Figure 1.

CRISPR‐mediated base editing screening of functional phosphorylation sites in 5‐FU treatment. A) The diagram describing the strategy for proteome analysis to detect total (proteome) and phosphorylation (phosphoproteome) proteins upon 5‐FU (20 × 10⁻⁶ m) treatment. B) Bar plot showing the number of altered proteins relative to control group with fold change (FC) > 1.5. Two replicates (Rep1 and 2) and overlapped proteins were presented for each group. C) Pie chart showing the number or proportion of differential total and phosphorylation proteins located at differential position within a cell (taking Rep1 as an example). D) The schematic diagram showing the structure of split base editor and gRNA expression vectors using a lentiviral system. E) The schematic diagram describing the procedures for BE‐mediated screening during 5‐FU (20 × 10⁻⁶ m) treatment and resistance formation.

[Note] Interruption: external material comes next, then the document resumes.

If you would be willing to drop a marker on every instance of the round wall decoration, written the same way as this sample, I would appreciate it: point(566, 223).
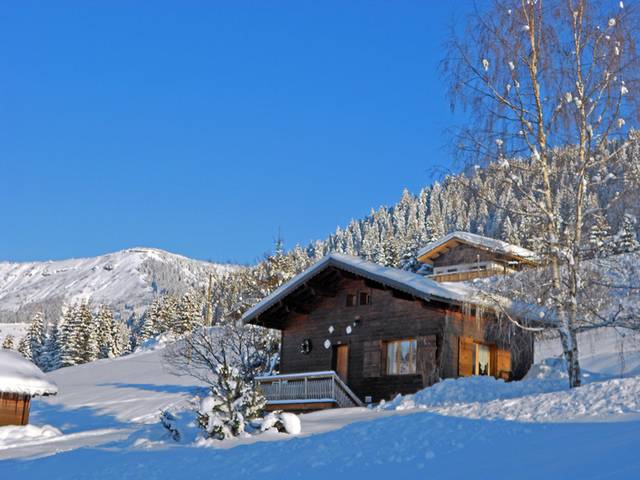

F,G) The distributions of gRNA enrichment (log2FC) relative to control group before 5‐FU treatment. The enrichment for gRNAs from A3A‐BE3 pool was presented in (F) and the enrichment for gRNAs from ABE‐BE3 pool was presented in (G). Red triangles indicate the enrichment of non‐targeting control gRNAs. H,I) Top depleted genes (gRNA enrichment) in 5‐FU resistant cells versus control cells before 5‐FU treatment presented as MAGeCK RPA scores using the MAGeCK algorithm. J,K) Gene ontology (GO) analysis of genes targeted by gRNAs that were significantly enriched relative to control group before 5‐FU treatment from J) A3A‐BE3 or K) ABE‐BE3 pool respectively. Two types of GO terms, including biological process (BP) and molecular function (MF), were presented.